Department stores have been fighting for relevance for two decades. Their answer, so far in 2026, is a chatbot.

Macy's launched Ask Macy's publicly in late March — a Google Gemini-powered AI shopping assistant that helps customers discover products, receive personalized style recommendations, and try on apparel virtually. According to Bloomberg, shoppers who interact with the tool spend roughly 4.75 times more than those who don't. Fortune puts that at "nearly 400% more." Either way, it's a number the retail industry is taking seriously.

The tool wasn't built overnight. Retail Dive reports that Macy's ran a dark launch in December 2025, with employees testing the assistant internally before a wider pilot covering roughly half of website visitors over several weeks. The public rollout on March 23 marked the first time all Macy's digital platform users could access it — including the app, where the virtual try-on feature has seen particularly strong adoption.

What It Does

Ask Macy's is less a search tool and more a digital stylist. CX Dive describes the core interaction loop: a shopper describes what they're looking for — a dress for a wedding, a gift for a dad who hates shopping — and the assistant responds with brand recommendations, "complete the look" outfit pairings, and direct links to purchase. The virtual try-on feature allows users to see how selected items would look on a model with their approximate body type and coloring.

The emphasis on "complete the look" is deliberate. Macy's long-term revenue problem isn't just about getting shoppers to the site — it's about getting them to buy more than one item per visit. The AI assistant's basket-building function directly addresses the chain's average order value challenge, which has been under pressure as more consumers treat department store websites as comparison tools rather than buying destinations.

The 400% Number: What It Actually Means

Before the retail industry collectively rewires its digital strategy around this stat, it's worth asking the obvious question: is this correlation or causation?

The honest answer is probably both. PYMNTS notes that Macy's has not released a controlled experiment showing that the AI assistant caused higher spending — the 4.75x figure compares users of the tool against non-users over the same period. There's meaningful selection bias baked in: a shopper willing to engage in a multi-turn AI conversation to find an outfit is probably already more purchase-motivated than someone bouncing from page to page.
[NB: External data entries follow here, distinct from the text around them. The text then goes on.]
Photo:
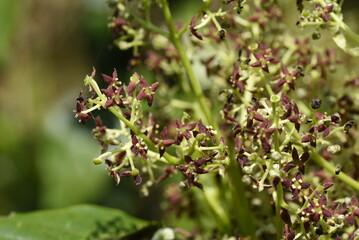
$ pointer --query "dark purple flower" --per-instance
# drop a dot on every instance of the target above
(162, 142)
(324, 11)
(193, 29)
(184, 130)
(110, 80)
(138, 148)
(81, 106)
(147, 91)
(264, 58)
(295, 185)
(286, 77)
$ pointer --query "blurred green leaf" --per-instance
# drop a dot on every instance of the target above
(348, 42)
(74, 223)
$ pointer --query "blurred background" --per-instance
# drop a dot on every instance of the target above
(46, 49)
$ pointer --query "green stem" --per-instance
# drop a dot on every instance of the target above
(146, 24)
(173, 36)
(330, 168)
(117, 112)
(278, 204)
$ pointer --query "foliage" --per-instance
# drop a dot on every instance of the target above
(76, 222)
(248, 110)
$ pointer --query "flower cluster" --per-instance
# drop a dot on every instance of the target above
(246, 110)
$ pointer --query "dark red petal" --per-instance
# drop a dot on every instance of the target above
(323, 200)
(284, 69)
(141, 95)
(305, 185)
(138, 179)
(256, 64)
(327, 185)
(168, 142)
(288, 166)
(326, 132)
(154, 86)
(305, 156)
(295, 155)
(327, 213)
(258, 117)
(350, 219)
(149, 100)
(191, 126)
(142, 83)
(164, 133)
(107, 79)
(131, 87)
(306, 138)
(285, 99)
(109, 103)
(188, 159)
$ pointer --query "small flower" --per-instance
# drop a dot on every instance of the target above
(146, 91)
(316, 103)
(324, 11)
(286, 77)
(295, 185)
(81, 106)
(264, 58)
(193, 29)
(316, 209)
(162, 142)
(138, 148)
(193, 167)
(184, 130)
(110, 80)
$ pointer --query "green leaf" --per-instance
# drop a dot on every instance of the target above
(75, 223)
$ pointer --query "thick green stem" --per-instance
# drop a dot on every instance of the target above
(278, 204)
(196, 87)
(330, 168)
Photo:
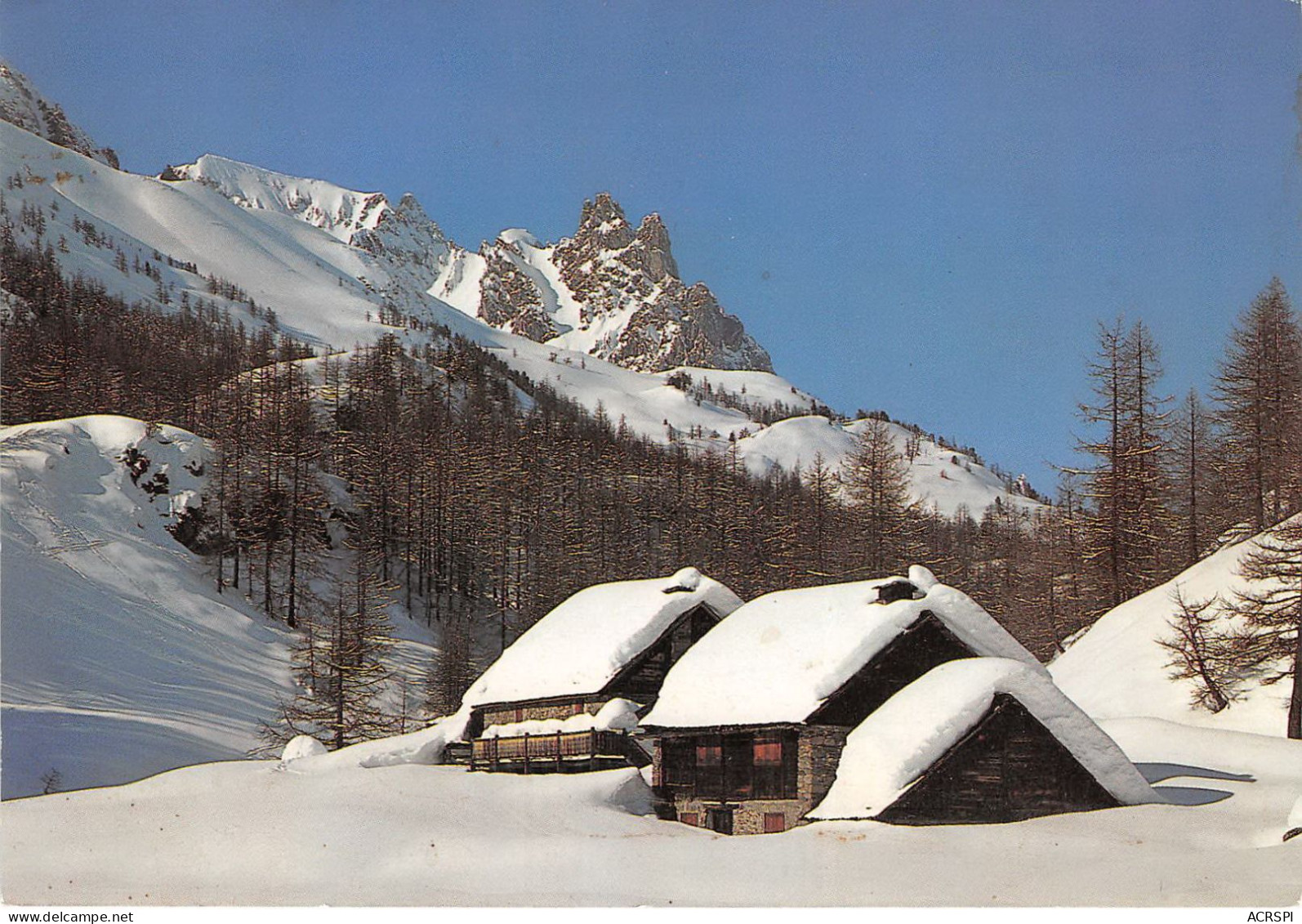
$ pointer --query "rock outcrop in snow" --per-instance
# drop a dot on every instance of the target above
(611, 291)
(120, 656)
(22, 105)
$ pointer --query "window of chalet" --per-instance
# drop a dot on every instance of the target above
(677, 761)
(767, 752)
(710, 767)
(710, 751)
(732, 767)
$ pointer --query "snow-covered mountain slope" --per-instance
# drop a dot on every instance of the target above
(120, 658)
(339, 267)
(305, 833)
(21, 105)
(943, 480)
(1119, 667)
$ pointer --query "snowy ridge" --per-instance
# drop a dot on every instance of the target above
(330, 261)
(335, 210)
(890, 751)
(120, 658)
(1119, 669)
(582, 645)
(782, 655)
(22, 105)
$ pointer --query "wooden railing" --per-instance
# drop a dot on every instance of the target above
(547, 752)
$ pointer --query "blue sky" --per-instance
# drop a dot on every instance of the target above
(923, 208)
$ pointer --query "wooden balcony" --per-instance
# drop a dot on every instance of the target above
(558, 752)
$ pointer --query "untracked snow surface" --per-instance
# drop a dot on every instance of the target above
(327, 831)
(1119, 667)
(782, 655)
(582, 645)
(120, 658)
(903, 739)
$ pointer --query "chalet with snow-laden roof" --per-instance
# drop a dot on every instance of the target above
(806, 694)
(567, 695)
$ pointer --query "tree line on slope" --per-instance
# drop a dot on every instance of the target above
(480, 498)
(1172, 483)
That caveat matters, but it doesn't eliminate the signal. Even if half the differential is selection bias, a 2x spending lift from AI-assisted users is a result most retailers would take immediately. The more interesting question is whether usage of the tool can be scaled — whether Macy's can train enough customers to reach for Ask Macy's first, rather than treating it as a novelty.

Why This Matters Beyond Macy's

Chain Store Age noted that Macy's is the latest in a growing list of major retailers deploying conversational AI at scale. As Endcap has covered, Gap launched a Google Gemini-integrated checkout, Sephora embedded ChatGPT, and Walmart's Sparky now handles both shopping assistance and supplier management.

The Macy's deployment is notable because it's happening at a company whose strategic position is so precarious. The retailer is mid-way through closing dozens of stores, under pressure from off-price competitors, and trying to navigate a consumer who is simultaneously trading down and seeking more personalized experiences. If any company needed AI to pull its weight, it's Macy's.

The test isn't whether Ask Macy's works in a pilot. It's whether it can move the needle on the metric that matters most for department stores in 2026: getting customers to choose Macy's over Amazon when they already know what they want — and over no one when they don't know yet but might be convinced.

That's a hard job. A well-built AI shopping assistant might actually be equipped to do it.